Teofimo Lopez is looking forward to his June 5, 2021 fight with George Kambosos.

Fingers sure were pointed as the deal to make the Teofimo Lopez-George Kambosos got hashed out, and the young boxer is still sorting out that back and forth.

Blame me, I went there. Teofimo even started to say, “All that altercation such and such, we can focus on it after my fight,” but I think it is news-worthy to ask about and learn how he’s acclimating to the new reality, of being a well-known and wealthy public figure.
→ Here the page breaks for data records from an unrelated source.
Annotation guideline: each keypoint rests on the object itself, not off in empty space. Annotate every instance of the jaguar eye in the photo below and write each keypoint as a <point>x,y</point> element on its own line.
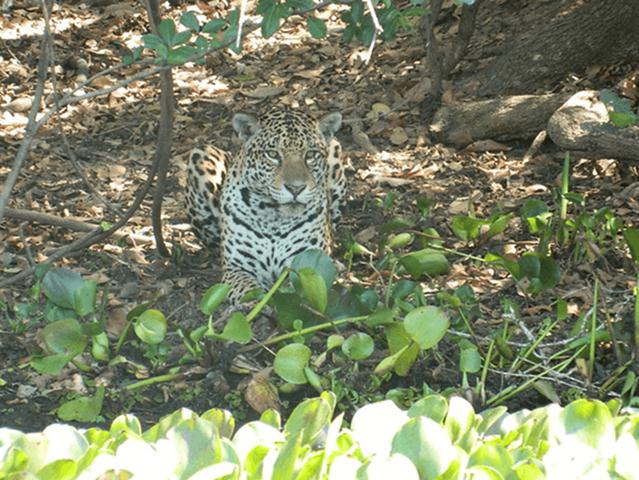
<point>273,155</point>
<point>312,155</point>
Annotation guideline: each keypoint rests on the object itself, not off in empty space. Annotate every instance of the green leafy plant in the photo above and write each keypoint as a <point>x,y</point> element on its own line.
<point>619,110</point>
<point>434,438</point>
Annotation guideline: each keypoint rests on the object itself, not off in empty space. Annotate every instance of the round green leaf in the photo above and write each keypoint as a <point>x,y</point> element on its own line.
<point>316,27</point>
<point>166,29</point>
<point>318,261</point>
<point>314,288</point>
<point>425,262</point>
<point>67,289</point>
<point>150,326</point>
<point>213,297</point>
<point>426,326</point>
<point>470,360</point>
<point>290,362</point>
<point>590,422</point>
<point>189,20</point>
<point>358,346</point>
<point>237,329</point>
<point>64,337</point>
<point>426,444</point>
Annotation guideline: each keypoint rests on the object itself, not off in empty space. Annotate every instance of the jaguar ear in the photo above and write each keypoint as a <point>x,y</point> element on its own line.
<point>329,124</point>
<point>245,125</point>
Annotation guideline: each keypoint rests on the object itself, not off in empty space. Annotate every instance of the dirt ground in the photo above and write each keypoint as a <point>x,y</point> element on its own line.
<point>113,139</point>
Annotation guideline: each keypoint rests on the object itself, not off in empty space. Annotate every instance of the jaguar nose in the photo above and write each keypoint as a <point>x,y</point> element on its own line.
<point>295,188</point>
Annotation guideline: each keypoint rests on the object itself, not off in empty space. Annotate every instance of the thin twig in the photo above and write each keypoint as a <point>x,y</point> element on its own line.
<point>65,141</point>
<point>164,138</point>
<point>240,23</point>
<point>32,125</point>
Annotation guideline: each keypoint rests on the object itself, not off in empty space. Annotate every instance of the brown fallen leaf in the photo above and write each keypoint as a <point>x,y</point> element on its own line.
<point>260,393</point>
<point>486,146</point>
<point>21,104</point>
<point>398,136</point>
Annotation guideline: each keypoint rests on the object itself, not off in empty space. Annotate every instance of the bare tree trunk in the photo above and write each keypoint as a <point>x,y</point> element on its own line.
<point>581,34</point>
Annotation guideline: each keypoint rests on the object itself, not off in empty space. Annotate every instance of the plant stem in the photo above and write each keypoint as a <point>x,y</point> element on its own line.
<point>260,305</point>
<point>593,328</point>
<point>153,380</point>
<point>305,331</point>
<point>563,200</point>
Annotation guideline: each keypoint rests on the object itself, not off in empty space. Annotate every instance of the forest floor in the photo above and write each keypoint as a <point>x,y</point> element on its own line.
<point>114,138</point>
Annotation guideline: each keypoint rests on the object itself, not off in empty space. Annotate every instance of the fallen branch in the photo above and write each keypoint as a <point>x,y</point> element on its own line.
<point>32,125</point>
<point>581,126</point>
<point>508,118</point>
<point>442,61</point>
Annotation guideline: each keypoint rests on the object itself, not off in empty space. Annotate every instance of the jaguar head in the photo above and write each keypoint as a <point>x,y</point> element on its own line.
<point>286,150</point>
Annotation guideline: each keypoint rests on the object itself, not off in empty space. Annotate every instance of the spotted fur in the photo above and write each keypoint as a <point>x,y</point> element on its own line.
<point>279,196</point>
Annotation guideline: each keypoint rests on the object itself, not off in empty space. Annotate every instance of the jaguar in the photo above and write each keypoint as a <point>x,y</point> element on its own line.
<point>280,195</point>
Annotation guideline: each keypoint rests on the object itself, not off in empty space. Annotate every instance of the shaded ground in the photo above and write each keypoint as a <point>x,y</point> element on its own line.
<point>113,139</point>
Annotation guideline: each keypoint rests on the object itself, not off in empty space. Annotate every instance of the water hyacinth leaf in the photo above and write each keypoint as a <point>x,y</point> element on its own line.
<point>426,444</point>
<point>489,418</point>
<point>309,418</point>
<point>290,362</point>
<point>536,214</point>
<point>150,326</point>
<point>152,41</point>
<point>467,228</point>
<point>271,417</point>
<point>434,407</point>
<point>60,470</point>
<point>166,29</point>
<point>126,423</point>
<point>223,421</point>
<point>590,422</point>
<point>406,359</point>
<point>388,363</point>
<point>383,316</point>
<point>358,346</point>
<point>189,20</point>
<point>494,456</point>
<point>334,341</point>
<point>375,425</point>
<point>400,240</point>
<point>318,261</point>
<point>213,26</point>
<point>469,359</point>
<point>64,337</point>
<point>83,409</point>
<point>459,418</point>
<point>237,329</point>
<point>254,435</point>
<point>67,289</point>
<point>393,466</point>
<point>403,289</point>
<point>426,325</point>
<point>284,466</point>
<point>498,224</point>
<point>314,380</point>
<point>271,21</point>
<point>314,288</point>
<point>425,262</point>
<point>181,37</point>
<point>631,235</point>
<point>181,55</point>
<point>100,347</point>
<point>316,27</point>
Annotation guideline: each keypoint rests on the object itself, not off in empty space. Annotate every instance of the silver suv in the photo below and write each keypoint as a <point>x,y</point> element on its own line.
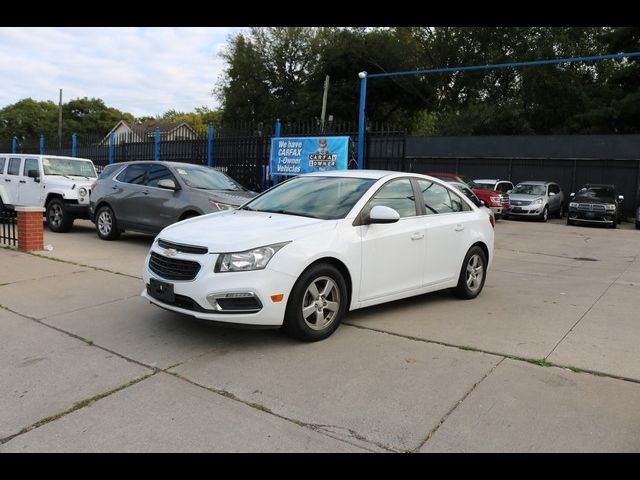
<point>536,199</point>
<point>148,196</point>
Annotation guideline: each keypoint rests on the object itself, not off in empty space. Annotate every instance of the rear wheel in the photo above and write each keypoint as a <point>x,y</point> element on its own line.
<point>58,219</point>
<point>106,224</point>
<point>317,304</point>
<point>472,274</point>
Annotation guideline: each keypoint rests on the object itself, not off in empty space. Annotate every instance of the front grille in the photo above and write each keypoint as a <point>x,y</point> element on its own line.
<point>179,247</point>
<point>173,268</point>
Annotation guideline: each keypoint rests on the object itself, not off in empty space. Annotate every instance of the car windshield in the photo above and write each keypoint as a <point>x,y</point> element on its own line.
<point>530,189</point>
<point>328,198</point>
<point>207,178</point>
<point>68,166</point>
<point>602,193</point>
<point>489,185</point>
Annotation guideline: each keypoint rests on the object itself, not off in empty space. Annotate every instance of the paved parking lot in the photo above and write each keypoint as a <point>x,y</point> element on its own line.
<point>545,359</point>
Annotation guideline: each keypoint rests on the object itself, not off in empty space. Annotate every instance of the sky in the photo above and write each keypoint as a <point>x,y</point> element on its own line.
<point>143,71</point>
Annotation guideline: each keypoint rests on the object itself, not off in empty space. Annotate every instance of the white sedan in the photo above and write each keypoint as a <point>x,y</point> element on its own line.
<point>305,252</point>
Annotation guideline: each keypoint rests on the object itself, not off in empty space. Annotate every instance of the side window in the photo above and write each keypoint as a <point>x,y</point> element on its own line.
<point>157,173</point>
<point>396,194</point>
<point>133,174</point>
<point>438,199</point>
<point>14,166</point>
<point>30,164</point>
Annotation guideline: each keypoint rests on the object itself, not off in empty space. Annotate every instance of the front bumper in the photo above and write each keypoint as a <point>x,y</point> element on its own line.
<point>197,297</point>
<point>592,217</point>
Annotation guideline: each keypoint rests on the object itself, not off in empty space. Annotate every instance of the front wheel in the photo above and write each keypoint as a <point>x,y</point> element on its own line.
<point>472,274</point>
<point>58,219</point>
<point>317,304</point>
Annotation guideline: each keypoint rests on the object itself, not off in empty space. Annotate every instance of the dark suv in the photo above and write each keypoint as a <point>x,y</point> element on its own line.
<point>148,196</point>
<point>596,204</point>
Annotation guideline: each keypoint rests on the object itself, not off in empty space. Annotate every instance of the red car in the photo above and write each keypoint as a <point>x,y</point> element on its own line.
<point>496,201</point>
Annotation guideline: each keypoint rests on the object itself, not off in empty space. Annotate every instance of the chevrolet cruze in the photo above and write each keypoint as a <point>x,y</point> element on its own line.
<point>304,253</point>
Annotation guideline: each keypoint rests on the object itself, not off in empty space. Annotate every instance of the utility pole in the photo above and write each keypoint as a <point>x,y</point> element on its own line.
<point>60,121</point>
<point>324,101</point>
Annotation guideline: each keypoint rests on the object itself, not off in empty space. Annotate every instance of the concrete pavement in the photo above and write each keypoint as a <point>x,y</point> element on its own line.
<point>88,365</point>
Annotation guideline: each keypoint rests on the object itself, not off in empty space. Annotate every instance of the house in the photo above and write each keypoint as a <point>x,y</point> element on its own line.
<point>145,132</point>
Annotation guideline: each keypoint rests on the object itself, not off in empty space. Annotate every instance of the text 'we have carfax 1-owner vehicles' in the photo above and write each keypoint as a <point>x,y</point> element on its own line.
<point>305,252</point>
<point>61,185</point>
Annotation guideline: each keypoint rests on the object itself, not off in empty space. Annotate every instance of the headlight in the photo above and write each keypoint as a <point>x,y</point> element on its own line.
<point>220,206</point>
<point>255,259</point>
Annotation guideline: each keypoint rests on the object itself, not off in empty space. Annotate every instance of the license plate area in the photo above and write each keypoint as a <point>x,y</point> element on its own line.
<point>162,291</point>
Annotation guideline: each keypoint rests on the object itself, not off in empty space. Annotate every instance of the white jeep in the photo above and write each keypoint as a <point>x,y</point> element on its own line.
<point>61,185</point>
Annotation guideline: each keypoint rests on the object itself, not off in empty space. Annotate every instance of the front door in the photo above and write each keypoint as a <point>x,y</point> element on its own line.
<point>393,254</point>
<point>30,190</point>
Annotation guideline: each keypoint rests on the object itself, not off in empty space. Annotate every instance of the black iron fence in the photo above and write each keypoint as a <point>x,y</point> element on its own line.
<point>8,228</point>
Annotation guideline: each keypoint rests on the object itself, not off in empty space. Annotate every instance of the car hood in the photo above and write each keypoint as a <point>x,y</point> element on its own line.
<point>585,199</point>
<point>238,230</point>
<point>236,197</point>
<point>524,197</point>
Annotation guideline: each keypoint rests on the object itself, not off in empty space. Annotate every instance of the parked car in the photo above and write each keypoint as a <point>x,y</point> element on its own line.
<point>305,252</point>
<point>596,204</point>
<point>148,196</point>
<point>496,201</point>
<point>537,199</point>
<point>467,192</point>
<point>61,185</point>
<point>504,186</point>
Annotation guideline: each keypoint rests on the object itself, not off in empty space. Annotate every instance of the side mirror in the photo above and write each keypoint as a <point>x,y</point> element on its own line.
<point>382,214</point>
<point>35,174</point>
<point>167,183</point>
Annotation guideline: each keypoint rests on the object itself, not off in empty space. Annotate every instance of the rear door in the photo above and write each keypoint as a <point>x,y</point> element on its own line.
<point>161,205</point>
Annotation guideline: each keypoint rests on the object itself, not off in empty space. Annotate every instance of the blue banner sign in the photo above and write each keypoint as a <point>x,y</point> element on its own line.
<point>296,155</point>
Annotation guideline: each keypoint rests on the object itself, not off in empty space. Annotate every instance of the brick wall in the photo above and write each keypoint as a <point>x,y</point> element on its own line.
<point>30,228</point>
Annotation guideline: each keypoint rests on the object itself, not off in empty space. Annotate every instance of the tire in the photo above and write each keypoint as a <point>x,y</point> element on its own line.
<point>544,216</point>
<point>327,305</point>
<point>106,224</point>
<point>472,274</point>
<point>59,220</point>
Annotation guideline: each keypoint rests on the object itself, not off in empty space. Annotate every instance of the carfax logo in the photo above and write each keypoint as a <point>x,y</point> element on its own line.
<point>322,157</point>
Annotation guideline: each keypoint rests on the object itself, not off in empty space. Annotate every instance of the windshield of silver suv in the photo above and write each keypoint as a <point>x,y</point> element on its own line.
<point>207,179</point>
<point>68,166</point>
<point>530,189</point>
Teofimo moved for a spell last year, from NY to Arkansas, where his wife has family. Now, they have settled in Vegas as state of residence. He’s been working out plenty, he said, and you can see how he looks in gym visits. He’ll not be looking past George Kambosos, he stated, at one of those younger guns like Devin Haney, Ryan Garcia and Gervonta Davis. “Kambosos is hungry, he’s someone who wants to dethrone me. I see him as a hungry lion. Any guy that fights me, they’re gonna kill themselves for it. All the social media stuff with Ryan Garcia, and Tank, and Haney, all that known and unknown, I recognize that I’m definitely not gonna overlook George. And whether it’s gonna be in four, five months after, Ryan, Devin, Tank, send me a contract, and we’ll see who really wants to fight. Those guys, who have all their internet bots they pay for, why should they expect me to come to them, when I have all the marbles?”

Lots to juggle with his new reality. He’s now the man, and so he has targets attached to him, from fighters who want to take him down and grab his buzz. The lingering ripples from his Top Rank track-runoff will hang over-head, to some degree or another.

I sense that he’s grappling with that smartly, by putting his energy into WORKING, into training.

“Am I excited about it being in Miami? Fuck yeah! I’m very excited for June 5, in Marlins Park, it’s gonna be like a movie,” he said. “In Miami, the weather, all the beautiful people. Man, you think of all the people I got in the city, and I’m all day Brooklyn, I got double that in Florida, south Florida.” His fam moved from Brooklyn to south Florida when he was six, so it will be a home-coming for him. In his seventh pro fight, Lopez fought in Florida, in Tampa, and rose to 7-0 with 7 KOs by downing Josh Ross in round two.

“I’m an entertainer, man, I’m repping 954, 305, 718, Broward, Miami-Dade County,” he said. “Miami is my home.” There’s also an implication that as with any magnetic attraction, they can make a new stop “home,” because they draw crowds, attention, buzz, money, love.

That June 5 show will have some “special guest stars” that will bowl people over, he said. One person who will do some commentary with Snoop, he said, is an A lister who will inject the brand of boxing that night with strong serum. He wouldn’t tell me who it was, though.

We know Snoop is pro puffery, not sure his stance on tequila.

This week, Teofimo hits LA, for promo work.

Snoop and Mario Lopez will be part of that.

Teofimo is in a new sphere, now he spends time with the Tysons and people of that ilk not as a contender on the cusp, but as an established but still building brand. The tequila play, in the age we’re in, makes sense.

“Yeah, I heard Conor McGregor sold his whiskey brand,” Lopez said.

“Smart man, liquor business, that’s where it is. Woods, this is The Takeover, this is our breakout year. This fight, then either Ryan Garcia, Devin Haney, or 140 pounds next.”

At some point, maybe not til June 6, I bet Teofimo will drink some “One With Life” to that. As he counts down to fight night, though, he will stick to water.